In an interview last year with Salon, Terry Gross of Fresh Air addressed the charge of some conservatives that National Public Radio works from a liberal bias:

Do you think that you have a bias?

On the air?

Yes.

I think we try to be very fair on the air. We're always asking ourselves if we're being fair -- we have constant editorial discussions about how to handle issues.

How about off the air? Which way do you lean politically?

Off the air I have opinions which I don't care to share publicly. Because I have confidence as a professional that I can treat issues fairly. It doesn't mean I don't have opinions -- but I like to leave them out of my public life.

I do not doubt that Gross and her colleagues strive for fairness or that they often believe they have achieved it. But if anyone thinks fairness means treating her guests with equally relaxed conversational styles or equally demanding questions, compare her interviews with Bishop Gene Robinson and Bishop Robert Duncan.

My summary of those two interviews: Gross asks Robinson how it feels to be a victim of oppression, and asks Duncan why he's so hung up on homosexuality.

Gross covered the religion-and-politics front yesterday by conducting separate interviews with Richard Land and Jim Wallis. We can at least be thankful she avoided the usual shouting festival that emerges when Wallis occupies the same studio as Jerry Falwell.

From Land (photo at top right, of course) we learn that conservatives care about more than abortion and gay marriage -- though Gross tweaks him, somewhat fairly, when he says reporters never ask him about issues other than abortion and gay marriage.

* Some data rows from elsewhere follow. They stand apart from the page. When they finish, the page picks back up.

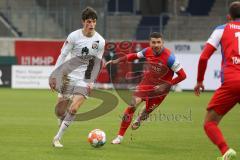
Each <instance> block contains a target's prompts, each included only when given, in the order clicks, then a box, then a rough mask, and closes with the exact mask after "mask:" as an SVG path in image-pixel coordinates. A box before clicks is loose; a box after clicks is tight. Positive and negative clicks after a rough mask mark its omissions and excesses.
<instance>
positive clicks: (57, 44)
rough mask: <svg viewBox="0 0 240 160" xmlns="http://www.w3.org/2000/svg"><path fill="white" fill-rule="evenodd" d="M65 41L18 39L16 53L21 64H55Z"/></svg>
mask: <svg viewBox="0 0 240 160" xmlns="http://www.w3.org/2000/svg"><path fill="white" fill-rule="evenodd" d="M62 45H63V41H33V40H31V41H29V40H16V41H15V53H16V57H17V61H18V64H20V65H54V64H55V63H56V60H57V58H58V56H59V54H60V50H61V47H62Z"/></svg>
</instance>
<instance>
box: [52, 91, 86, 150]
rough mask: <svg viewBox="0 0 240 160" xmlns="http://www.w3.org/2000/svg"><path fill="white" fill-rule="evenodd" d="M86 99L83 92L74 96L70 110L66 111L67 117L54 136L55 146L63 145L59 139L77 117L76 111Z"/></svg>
mask: <svg viewBox="0 0 240 160" xmlns="http://www.w3.org/2000/svg"><path fill="white" fill-rule="evenodd" d="M84 101H85V96H83V95H81V94H79V95H74V96H73V98H72V103H71V106H70V108H69V109H68V112H67V113H66V116H65V118H64V119H63V122H62V124H61V126H60V128H59V130H58V133H57V134H56V136H55V137H54V140H53V145H54V147H63V146H62V145H61V144H60V142H59V141H60V139H61V138H62V136H63V134H64V132H65V131H66V129H67V128H68V127H69V125H70V124H71V123H72V122H73V121H74V119H75V117H76V113H77V111H78V109H79V107H80V106H81V104H82V103H83V102H84Z"/></svg>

From Wallis we learn that his prolife beliefs do not mean he favors "criminalizing agonizing, desperate choices."

"I want to actually do something about abortion and not just argue about it at election time and ignore it in between those elections," Wallis adds. (Actually, Jerry Falwell believes the same thing and acts on it through his Thomas Road Baptist Church)

Even Wallis' minimalist political approach to abortion is too much for Katha Pollitt of The Nation, who either does not grasp or does not believe his promise not to "criminalize" anything:

Fortunately, God shares his priorities: Wallis often points out that the Bible mentions poverty thousands of times and abortion only a few. I'm not sure what this tells us -- first we eradicate poverty and then we force women to have babies against their will? But in any case, Wallis is wrong: The Bible doesn't mention abortion even once. Wallis cites the text antichoicers commonly use to justify their position: "For it was you who formed my inward parts; you knit me together in my mother's womb" (Psalm 139:13). Say what? Nothing about abortion there, pro or con. Nobody who wasn't sure that somewhere in the Bible there must be a proof text against terminating a pregnancy would read that meaning into these words.